Un plan est stupéfiant. Vous vous souvenez sans doute de ce mauvais film qu’était Panic room, qui compensait la minceur de l’histoire par de coûteuses acrobaties techniques, tel ce travelling inutile et tape-à-l’œil de la caméra passant à travers l’anse d’une cafetière avant de grimper dans les étages de la maison. On a ici quelque chose d’analogue, du point de vue de la virtuosité (et aussi de l’inutilité, sinon cette intention de capter plus efficacement l’attention lors de la première scène d’horreur) : la passagère d’une camionnette, assise à l’arrière, se suicide d’une balle dans la bouche.
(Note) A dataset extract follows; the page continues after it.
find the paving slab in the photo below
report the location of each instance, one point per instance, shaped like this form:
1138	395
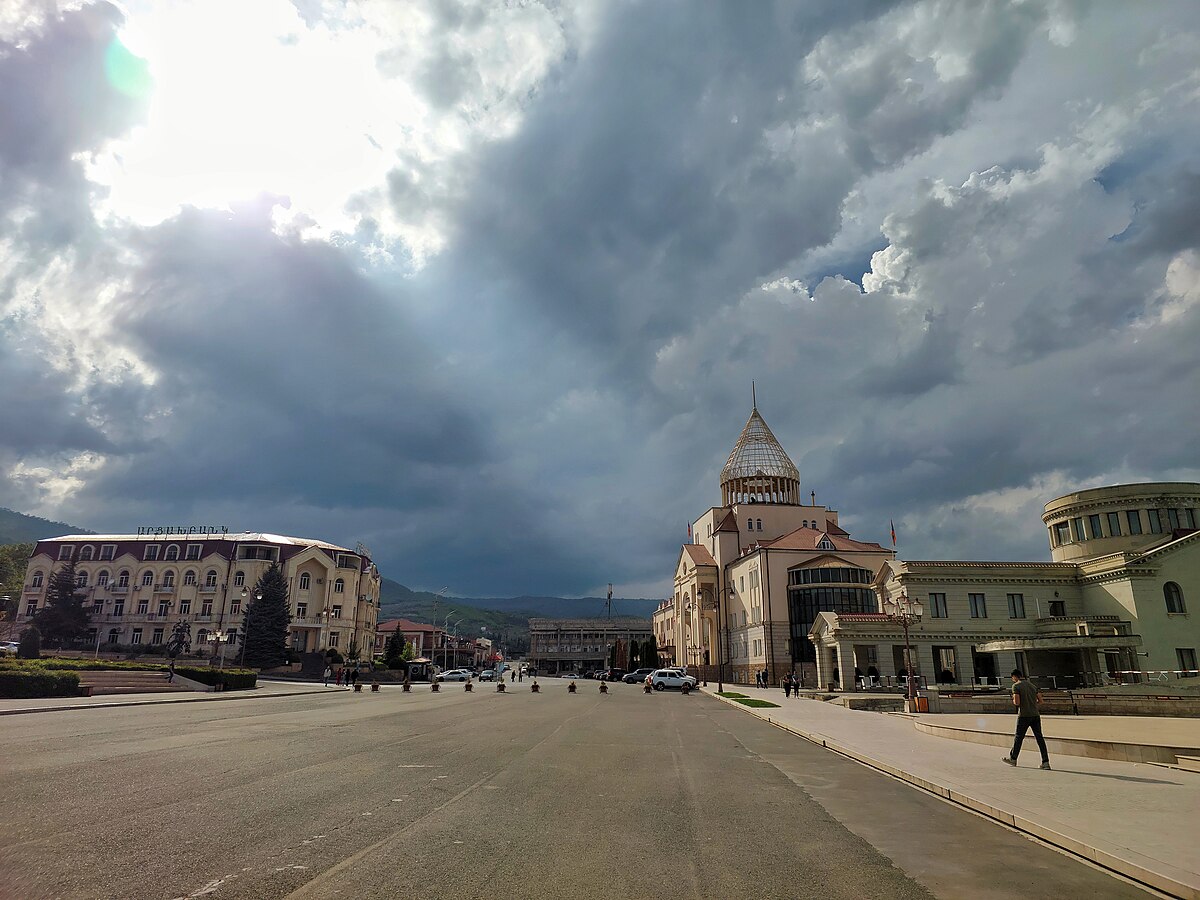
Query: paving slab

Au plan suivant, et le tout sans aucune coupure, la caméra cadre les deux jeunes assis à l’avant, stupéfaits, et recule, montrant ainsi les deux autres jeunes sur la banquette arrière, continue de reculer, traverse à reculons le tunnel que la balle a foré dans le crâne de la victime (!), recule toujours, passe par le trou dans la vitre de la lunette arrière, et s’éloigne pour terminer en plan général ! On est horrifié, fasciné aussi.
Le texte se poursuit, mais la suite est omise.